Apothekenmarkt im Juni

Versandhandel legt dank OTC wieder zu

Berlin - 14.08.2015, 11:00 Uhr

Versandapotheken verschicken immer weniger RX-Arzneien. (Foto: BVDVA)

Versandapotheken verschicken immer weniger RX-Arzneien. (Foto: BVDVA)


Nach einer Unterbrechung im Frühjahr war der Arzneimittelversandhandel im Juni wieder im Aufwind. Gegenüber dem Juni 2014 stieg der Umsatz um 6 Prozent auf 64 Millionen Euro (nach Abgabepreisen der pharmazeutischen Unternehmer/Listenpreisen). Dafür waren allerdings ausschließlich rezeptfreie Arzneimittel verantwortlich. Diese verbuchten eine Umsatzsteigerung von knapp 10 Prozent, während Rx-Präparate nach Wert um knapp 8 Prozent verloren. Das geht aus aktuellen Daten von IMS Health hervor.
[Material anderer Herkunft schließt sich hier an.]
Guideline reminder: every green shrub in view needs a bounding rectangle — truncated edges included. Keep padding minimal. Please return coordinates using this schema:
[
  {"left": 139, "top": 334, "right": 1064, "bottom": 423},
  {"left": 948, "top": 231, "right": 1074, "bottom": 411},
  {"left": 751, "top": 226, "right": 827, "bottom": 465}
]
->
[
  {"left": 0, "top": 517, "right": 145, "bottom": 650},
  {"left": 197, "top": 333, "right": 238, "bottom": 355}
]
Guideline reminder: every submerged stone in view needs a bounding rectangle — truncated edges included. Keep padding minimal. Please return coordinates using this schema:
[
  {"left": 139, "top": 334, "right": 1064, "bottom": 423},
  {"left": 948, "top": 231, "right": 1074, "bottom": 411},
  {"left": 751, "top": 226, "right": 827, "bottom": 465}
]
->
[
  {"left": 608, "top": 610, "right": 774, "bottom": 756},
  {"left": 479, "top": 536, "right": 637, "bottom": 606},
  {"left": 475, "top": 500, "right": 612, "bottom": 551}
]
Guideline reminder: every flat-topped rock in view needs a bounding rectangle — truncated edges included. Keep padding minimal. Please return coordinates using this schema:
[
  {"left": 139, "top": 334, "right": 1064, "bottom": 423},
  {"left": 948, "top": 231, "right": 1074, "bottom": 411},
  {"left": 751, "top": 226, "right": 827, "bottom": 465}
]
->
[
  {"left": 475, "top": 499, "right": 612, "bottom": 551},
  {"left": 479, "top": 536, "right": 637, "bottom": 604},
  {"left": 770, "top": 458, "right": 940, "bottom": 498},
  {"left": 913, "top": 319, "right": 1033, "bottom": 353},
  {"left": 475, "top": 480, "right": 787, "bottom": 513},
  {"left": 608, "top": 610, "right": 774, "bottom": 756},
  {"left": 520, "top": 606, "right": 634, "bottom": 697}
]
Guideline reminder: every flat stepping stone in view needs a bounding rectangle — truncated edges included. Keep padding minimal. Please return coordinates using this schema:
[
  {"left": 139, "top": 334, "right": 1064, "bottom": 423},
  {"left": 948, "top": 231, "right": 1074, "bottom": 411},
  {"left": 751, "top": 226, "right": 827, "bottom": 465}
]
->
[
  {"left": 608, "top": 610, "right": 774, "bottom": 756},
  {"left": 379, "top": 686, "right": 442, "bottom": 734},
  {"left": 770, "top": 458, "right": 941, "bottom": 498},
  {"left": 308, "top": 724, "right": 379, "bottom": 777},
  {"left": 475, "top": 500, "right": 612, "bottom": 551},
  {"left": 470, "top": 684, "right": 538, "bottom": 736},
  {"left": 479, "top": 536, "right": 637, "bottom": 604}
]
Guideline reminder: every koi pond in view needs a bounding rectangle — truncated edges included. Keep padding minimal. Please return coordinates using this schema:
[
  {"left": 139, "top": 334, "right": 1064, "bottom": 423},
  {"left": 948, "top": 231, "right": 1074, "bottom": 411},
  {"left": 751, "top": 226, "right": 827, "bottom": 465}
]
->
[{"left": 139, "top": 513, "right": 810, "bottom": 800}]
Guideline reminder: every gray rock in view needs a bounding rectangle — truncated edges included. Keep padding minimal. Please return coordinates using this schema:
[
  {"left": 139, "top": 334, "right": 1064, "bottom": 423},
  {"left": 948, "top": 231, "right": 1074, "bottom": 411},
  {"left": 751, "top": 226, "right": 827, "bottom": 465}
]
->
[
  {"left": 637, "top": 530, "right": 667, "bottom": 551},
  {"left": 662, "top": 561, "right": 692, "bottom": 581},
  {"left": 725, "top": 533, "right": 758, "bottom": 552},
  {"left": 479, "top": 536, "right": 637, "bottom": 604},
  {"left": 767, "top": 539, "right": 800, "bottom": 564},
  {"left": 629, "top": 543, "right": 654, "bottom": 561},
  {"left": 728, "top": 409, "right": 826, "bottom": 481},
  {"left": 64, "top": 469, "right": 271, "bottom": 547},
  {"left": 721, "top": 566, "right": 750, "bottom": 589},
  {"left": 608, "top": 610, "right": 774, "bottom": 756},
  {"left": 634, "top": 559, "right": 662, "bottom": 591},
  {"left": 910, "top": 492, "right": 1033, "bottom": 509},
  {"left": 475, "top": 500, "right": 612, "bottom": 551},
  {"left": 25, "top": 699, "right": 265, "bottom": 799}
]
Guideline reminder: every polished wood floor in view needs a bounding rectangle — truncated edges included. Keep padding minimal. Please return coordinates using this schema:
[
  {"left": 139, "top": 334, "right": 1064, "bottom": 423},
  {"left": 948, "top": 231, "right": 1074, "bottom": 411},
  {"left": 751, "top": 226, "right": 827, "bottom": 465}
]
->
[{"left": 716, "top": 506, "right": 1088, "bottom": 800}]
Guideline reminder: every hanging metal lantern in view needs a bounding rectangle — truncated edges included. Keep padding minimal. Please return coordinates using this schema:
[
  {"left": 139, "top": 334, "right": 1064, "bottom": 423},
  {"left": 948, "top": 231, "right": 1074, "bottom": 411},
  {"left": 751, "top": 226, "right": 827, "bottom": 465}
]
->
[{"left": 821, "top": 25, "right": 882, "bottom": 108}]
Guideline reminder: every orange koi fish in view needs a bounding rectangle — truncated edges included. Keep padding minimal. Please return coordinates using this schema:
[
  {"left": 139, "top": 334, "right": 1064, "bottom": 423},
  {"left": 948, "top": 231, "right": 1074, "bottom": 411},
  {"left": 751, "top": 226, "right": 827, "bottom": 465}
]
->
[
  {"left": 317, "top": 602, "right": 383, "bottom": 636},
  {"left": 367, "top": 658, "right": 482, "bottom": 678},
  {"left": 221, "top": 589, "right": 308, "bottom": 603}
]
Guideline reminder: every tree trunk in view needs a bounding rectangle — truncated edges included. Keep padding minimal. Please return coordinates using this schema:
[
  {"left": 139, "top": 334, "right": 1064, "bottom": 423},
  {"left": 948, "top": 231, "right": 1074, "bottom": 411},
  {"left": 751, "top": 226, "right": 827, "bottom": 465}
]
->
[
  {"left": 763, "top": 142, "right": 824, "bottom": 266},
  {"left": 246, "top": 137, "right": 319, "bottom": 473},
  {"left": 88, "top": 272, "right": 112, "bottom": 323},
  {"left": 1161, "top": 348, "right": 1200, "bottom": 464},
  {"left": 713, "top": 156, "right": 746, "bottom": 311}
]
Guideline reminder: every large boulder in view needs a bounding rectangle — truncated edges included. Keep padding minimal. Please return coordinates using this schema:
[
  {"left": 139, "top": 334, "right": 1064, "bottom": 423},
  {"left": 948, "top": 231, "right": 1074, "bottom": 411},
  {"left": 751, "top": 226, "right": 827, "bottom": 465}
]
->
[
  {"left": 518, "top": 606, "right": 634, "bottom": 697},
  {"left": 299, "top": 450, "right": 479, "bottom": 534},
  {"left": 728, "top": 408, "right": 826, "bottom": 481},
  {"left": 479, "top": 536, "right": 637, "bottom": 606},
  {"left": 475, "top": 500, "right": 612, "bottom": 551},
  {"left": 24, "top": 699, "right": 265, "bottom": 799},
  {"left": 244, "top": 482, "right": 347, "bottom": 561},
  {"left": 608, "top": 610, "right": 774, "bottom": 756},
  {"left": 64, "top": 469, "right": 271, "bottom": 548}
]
Der Trend – mehr OTC, weniger Rx – zeigt sich im Juni 2015 auch beim Absatz: Die Zahl der im Versandwege abgegebenen Packungseinheiten stieg um knapp 7 Prozent (7,5 Mio. Packungen). Dabei wurden im OTC-Segment rund 8 Prozent mehr Packungen verschickt als im Vorjahresmonat. Bei rezeptpflichtigen Arzneimitteln ging die Anzahl sogar um 17 Prozent zurück auf 300.000.  

Mit den Juni-Zahlen lässt sich nun ein Blick auf das erste Halbjahr 2015 werfen: Es zeigt für den Versandhandel im Vergleich zum Vorjahreszeitraum ein Umsatzplus von knapp 9 Prozent (416 Mio. Euro). Auch hier hat das OTC-Segment den größten Anteil (80%). Der Umsatz mit den nicht rezeptpflichtigen Arzneimitteln wuchs um 12 Prozent auf 331 Millionen Euro. Der Umsatz mit rezeptpflichtigen Arzneimitteln sank hingegen um 4 Prozent auf 84 Millionen Euro. Sämtliche der zehn absatzstärksten Produktgruppen verbuchten Rückgänge. Bei der Menge ist das Bild noch ausgeprägter: Hier verbuchte der OTC-Bereich ein Plus von 11 Prozent auf 47,8 Millionen Packungen, das OTC-Segment ein Minus von 12 Prozent auf 2,1 Millionen Packungen.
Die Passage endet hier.